I am working with gnuplot.
In the header file I have the following function:
void PlotPath(Gnuplot& gp, const char* title, bool first_plot = true, bool last_plot = true);
Then, in the cpp file:
template <typename T>
void Path<T>::PlotPath(Gnuplot& gp, const char* title, bool first_plot, bool last_plot)
{
std::vector<WaypointPath<T>> waypoints = GenerateWaypoints(5000);
std::vector<std::pair<T, T>> plot_points(5000);
for (size_t i = 0; i < waypoints.size(); ++i) {
plot_points[i] = std::make_pair(waypoints[i].position[0], waypoints[i].position[1]);
}
if (first_plot) {
gp << "plot" << gp.file1d(plot_points) << "with lines title '" << title << "',";
} else {
gp << gp.file1d(plot_points) << "with lines title '" << title << "',";
}
if (last_plot) {
gp << std::endl;
}
}
What I want to do is instead of using const char* title, I want to use std::string title.

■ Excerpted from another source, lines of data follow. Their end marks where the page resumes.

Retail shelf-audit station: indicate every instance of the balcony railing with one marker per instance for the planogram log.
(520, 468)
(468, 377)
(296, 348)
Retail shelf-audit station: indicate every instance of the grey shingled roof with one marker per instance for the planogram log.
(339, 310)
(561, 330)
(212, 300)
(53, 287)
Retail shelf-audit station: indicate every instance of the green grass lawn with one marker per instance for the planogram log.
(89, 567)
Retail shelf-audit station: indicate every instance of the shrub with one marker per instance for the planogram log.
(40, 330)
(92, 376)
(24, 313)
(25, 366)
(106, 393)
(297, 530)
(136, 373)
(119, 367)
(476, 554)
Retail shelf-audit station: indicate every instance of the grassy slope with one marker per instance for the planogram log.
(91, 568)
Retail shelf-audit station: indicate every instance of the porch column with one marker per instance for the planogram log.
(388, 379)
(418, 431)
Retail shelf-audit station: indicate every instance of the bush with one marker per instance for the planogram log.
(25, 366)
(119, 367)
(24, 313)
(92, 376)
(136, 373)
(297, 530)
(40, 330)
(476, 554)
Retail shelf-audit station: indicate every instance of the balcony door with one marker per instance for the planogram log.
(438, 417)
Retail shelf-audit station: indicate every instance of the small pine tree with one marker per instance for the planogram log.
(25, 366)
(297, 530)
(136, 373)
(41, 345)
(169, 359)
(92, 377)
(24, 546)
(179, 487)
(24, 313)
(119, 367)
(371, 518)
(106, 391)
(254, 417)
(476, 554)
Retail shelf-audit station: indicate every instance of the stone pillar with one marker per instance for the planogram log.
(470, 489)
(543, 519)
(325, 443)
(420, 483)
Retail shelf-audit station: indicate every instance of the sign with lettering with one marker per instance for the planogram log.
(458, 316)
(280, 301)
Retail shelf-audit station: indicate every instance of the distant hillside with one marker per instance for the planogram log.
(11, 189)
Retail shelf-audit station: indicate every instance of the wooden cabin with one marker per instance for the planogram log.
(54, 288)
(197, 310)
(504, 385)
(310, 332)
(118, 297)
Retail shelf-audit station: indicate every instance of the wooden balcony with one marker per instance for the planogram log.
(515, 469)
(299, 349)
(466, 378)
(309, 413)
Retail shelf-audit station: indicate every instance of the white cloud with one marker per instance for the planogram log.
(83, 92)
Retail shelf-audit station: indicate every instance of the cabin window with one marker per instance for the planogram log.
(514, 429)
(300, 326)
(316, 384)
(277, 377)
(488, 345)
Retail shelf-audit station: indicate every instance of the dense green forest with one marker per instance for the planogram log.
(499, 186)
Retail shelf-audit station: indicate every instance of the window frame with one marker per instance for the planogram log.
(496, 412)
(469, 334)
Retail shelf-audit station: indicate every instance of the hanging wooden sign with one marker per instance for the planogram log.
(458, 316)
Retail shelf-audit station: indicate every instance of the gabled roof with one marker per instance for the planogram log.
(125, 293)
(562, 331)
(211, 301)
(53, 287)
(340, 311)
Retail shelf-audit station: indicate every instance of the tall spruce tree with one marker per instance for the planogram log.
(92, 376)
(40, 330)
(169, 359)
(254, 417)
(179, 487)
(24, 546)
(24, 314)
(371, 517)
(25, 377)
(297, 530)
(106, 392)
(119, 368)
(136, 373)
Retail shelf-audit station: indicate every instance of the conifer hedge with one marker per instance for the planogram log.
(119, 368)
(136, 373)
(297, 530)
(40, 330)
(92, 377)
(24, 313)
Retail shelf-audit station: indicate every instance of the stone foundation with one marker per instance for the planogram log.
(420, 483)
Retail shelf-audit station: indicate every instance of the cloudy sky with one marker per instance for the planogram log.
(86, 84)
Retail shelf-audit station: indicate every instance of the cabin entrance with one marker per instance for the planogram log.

So what I did is as follows and it works but I was wondering whether there is a better way of achieving this task.
template <typename T>
void Path<T>::PlotPath(Gnuplot& gp, const char* title, bool first_plot, bool last_plot)
{
std::vector<WaypointPath<T>> waypoints = GenerateWaypoints(5000);
std::vector<std::pair<T, T>> plot_points(5000);
// Convert const char * to std::string
std::string string_title = title;
for (size_t i = 0; i < waypoints.size(); ++i) {
plot_points[i] = std::make_pair(waypoints[i].position[0], waypoints[i].position[1]);
}
if (first_plot) {
gp << "plot" << gp.file1d(plot_points) << "with lines title '" << string_title << "',";
} else {
gp << gp.file1d(plot_points) << "with lines title '" << string_title << "',";
}
if (last_plot) {
gp << std::endl;
}
}
Here, I am converting the const char* to std::string by creating another variable. But Is there a way of including the std::string title in the function argument itself ?
What I have done here is working fine but I am just searching for a more elegant way of solving this.
Thanking You in anticipation.
Make your argument std::string. std::string has a constructor that takes a const char* so it should not be a problem.